A primeira coisa que você deve saber acerca de “Caros Camaradas” é que estamos diante de um filme forte, necessário e que ainda se apropria de causas hoje presentes estruturados em uma sociedade desigual. Dito isso, vamos ao filme.

“Caros Camaradas” narra um momento turbulento em uma cidade da antiga União Soviética. Sua população sofria com a inconstância dos impostos: todos os dias os preços aumentavam, a incerteza imperava e a fome para alguns era uma realidade. A população estava em desespero e o estopim para um movimento drástico foi a diminuição dos salários dos trabalhadores de uma grande fábrica local. Com isso, a revolta não poderia ser outra senão a greve e a luta dos operários por condições melhores de trabalho, salário e de vida.

Esse momento importante na história recente das lutas sociais ficou conhecido por O Massacre de Novocherkassk, pois, entre os dias 1° e 2 de junho de 1962, trabalhadores em greve, unidos, se voltaram contra esta fábrica com o apoio dos operários de outras empresas do setor. Claro, o sistema opressor do Estado – estamos falando de Comunismo – junto ao Exército e à KGB local, na falsa simetria de ordem, atirou contra os manifestantes, executando alguns e deixando outros feridos.

Essa tensão é vista pelos olhos de Lyudmila Syomina (Julia Vysotskaya, excelente!), uma mulher madura e uma trabalhadora ferrenha do governo comunista. Objetiva e perspicaz, ela aos poucos compreende o que de fato acontece ao seu redor quando sua filha, Syetka (Yuliya Burova), uma das operárias e manifestantes, some e, em meio ao caos e uma ditadura instaurada, vai atrás do seu paradeiro.

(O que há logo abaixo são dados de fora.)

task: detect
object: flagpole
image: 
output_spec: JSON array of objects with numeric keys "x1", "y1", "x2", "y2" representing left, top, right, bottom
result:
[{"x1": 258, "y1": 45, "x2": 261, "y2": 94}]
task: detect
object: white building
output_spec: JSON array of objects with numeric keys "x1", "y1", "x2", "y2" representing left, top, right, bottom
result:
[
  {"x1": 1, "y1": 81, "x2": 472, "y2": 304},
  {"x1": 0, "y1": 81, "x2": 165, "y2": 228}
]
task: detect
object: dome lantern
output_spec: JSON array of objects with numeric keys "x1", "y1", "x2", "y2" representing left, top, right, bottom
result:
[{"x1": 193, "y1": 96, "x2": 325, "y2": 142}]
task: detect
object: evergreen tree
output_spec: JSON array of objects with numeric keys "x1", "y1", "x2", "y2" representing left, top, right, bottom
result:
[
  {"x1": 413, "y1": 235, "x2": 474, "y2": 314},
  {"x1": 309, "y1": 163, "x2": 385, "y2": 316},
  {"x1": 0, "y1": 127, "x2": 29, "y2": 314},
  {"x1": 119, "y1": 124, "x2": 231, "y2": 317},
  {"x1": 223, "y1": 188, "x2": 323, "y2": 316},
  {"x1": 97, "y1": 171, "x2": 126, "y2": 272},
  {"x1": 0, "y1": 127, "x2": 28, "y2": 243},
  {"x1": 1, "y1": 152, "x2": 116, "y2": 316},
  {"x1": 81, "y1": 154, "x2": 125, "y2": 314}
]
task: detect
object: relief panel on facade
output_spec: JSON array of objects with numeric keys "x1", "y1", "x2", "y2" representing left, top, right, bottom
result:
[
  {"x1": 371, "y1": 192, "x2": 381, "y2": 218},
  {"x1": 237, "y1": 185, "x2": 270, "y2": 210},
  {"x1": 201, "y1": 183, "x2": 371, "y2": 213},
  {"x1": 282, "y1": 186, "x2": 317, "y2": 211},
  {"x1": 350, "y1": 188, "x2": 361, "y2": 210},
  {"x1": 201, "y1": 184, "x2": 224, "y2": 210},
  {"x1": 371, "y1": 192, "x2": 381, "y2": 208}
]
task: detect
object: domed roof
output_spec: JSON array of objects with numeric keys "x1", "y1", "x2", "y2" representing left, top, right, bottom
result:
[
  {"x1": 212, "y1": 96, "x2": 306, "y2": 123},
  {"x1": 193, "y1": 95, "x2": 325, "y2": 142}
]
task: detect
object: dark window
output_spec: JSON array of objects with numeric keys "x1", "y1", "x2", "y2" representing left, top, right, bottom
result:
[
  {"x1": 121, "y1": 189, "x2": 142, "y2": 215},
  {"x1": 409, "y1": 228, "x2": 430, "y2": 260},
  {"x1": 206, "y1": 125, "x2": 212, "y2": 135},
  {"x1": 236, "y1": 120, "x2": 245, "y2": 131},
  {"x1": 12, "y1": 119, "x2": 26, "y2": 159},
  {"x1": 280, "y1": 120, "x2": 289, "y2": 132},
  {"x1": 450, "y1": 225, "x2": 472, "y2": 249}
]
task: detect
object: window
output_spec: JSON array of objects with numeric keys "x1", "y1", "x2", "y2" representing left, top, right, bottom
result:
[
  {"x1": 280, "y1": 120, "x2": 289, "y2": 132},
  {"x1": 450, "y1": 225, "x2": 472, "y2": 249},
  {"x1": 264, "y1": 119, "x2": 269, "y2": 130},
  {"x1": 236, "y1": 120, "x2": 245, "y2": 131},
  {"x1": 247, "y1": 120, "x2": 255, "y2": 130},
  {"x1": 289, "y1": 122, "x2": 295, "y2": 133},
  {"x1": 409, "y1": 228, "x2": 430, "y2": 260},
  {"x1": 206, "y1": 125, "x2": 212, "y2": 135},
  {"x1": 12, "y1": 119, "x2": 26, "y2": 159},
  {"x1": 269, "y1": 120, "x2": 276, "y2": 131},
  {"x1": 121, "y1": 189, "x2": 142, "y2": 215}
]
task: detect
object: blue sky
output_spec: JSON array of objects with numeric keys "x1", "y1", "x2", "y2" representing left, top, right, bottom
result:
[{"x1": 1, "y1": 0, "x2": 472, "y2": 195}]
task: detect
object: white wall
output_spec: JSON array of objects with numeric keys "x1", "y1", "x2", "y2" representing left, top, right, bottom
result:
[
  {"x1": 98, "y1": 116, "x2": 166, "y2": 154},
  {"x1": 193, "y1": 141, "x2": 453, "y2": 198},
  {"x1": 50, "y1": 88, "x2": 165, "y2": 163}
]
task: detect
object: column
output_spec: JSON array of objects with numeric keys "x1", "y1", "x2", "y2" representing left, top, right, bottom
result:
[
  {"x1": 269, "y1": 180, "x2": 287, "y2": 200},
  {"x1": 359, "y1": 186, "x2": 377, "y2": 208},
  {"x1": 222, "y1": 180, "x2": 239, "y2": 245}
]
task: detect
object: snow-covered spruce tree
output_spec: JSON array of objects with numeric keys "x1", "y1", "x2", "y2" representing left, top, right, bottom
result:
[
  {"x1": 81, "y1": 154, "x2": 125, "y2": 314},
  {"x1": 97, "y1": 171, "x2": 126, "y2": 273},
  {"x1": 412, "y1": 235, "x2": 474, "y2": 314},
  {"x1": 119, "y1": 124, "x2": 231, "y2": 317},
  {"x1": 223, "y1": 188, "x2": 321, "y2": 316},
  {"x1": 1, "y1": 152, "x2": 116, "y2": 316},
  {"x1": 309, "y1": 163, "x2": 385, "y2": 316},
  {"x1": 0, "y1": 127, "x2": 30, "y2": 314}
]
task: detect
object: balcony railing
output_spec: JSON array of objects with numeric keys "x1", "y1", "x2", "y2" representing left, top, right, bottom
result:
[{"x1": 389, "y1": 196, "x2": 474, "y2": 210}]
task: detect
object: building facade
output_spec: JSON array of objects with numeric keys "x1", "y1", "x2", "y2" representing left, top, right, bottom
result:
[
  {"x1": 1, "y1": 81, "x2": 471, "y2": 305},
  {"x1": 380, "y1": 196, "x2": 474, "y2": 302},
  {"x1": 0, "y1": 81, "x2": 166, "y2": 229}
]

‘AS COISAS SERÃO MELHORES’?

O diretor Andrei Konchalovsky (“Paraíso”) tem um olhar muito objetivo, sensível e esclarecedor. Vale lembrar que até pouco tempo atrás, essa fase histórica não era comentada, assunto proibido. “Caros Camaradas” tem um viés acusador, mas também para relembrar esse momento de inconstância, vidas perdidas e direitos negados.

Sua fotografia em preto e branco nos conecta com sua narrativa precisa; é como se esse período não houvesse cor, brilho. A falta de cor aqui é sensação da injustiça social e no cerceamento do direito de ir e vir, como no banho de sangue em uma cena fortíssima. Ele desconstrói o comunismo então presente.

A luta trabalhista não é de hoje: Karl Marx já alertava sobre isso ainda no século XIX quando, em síntese, discursava acerca da importância do proletariado em se unir contra o sistema capitalista e burguês. Pois o elo dominante, na base de uma estrutura desigual, coordena o sistema, impõe as suas necessidades. E é nisso que os trabalhadores deveriam focar, em desestruturar este domínio. Infelizmente é algo que se prolonga nos dias atuais.

“Caros Camaradas” é um bom filme que induz ao debate e desintegra o Comunismo daquela época. É um ode as vidas perdidas e também à causa que nunca deixa de envelhecer, pois enquanto houver essa base de pirâmide social e de luta de classes, sempre haverá revoltas e lutas. Na sequência final, a protagonista diz: “as coisas serão melhores”.

Me pergunto até que ponto essa utopia será uma certeza.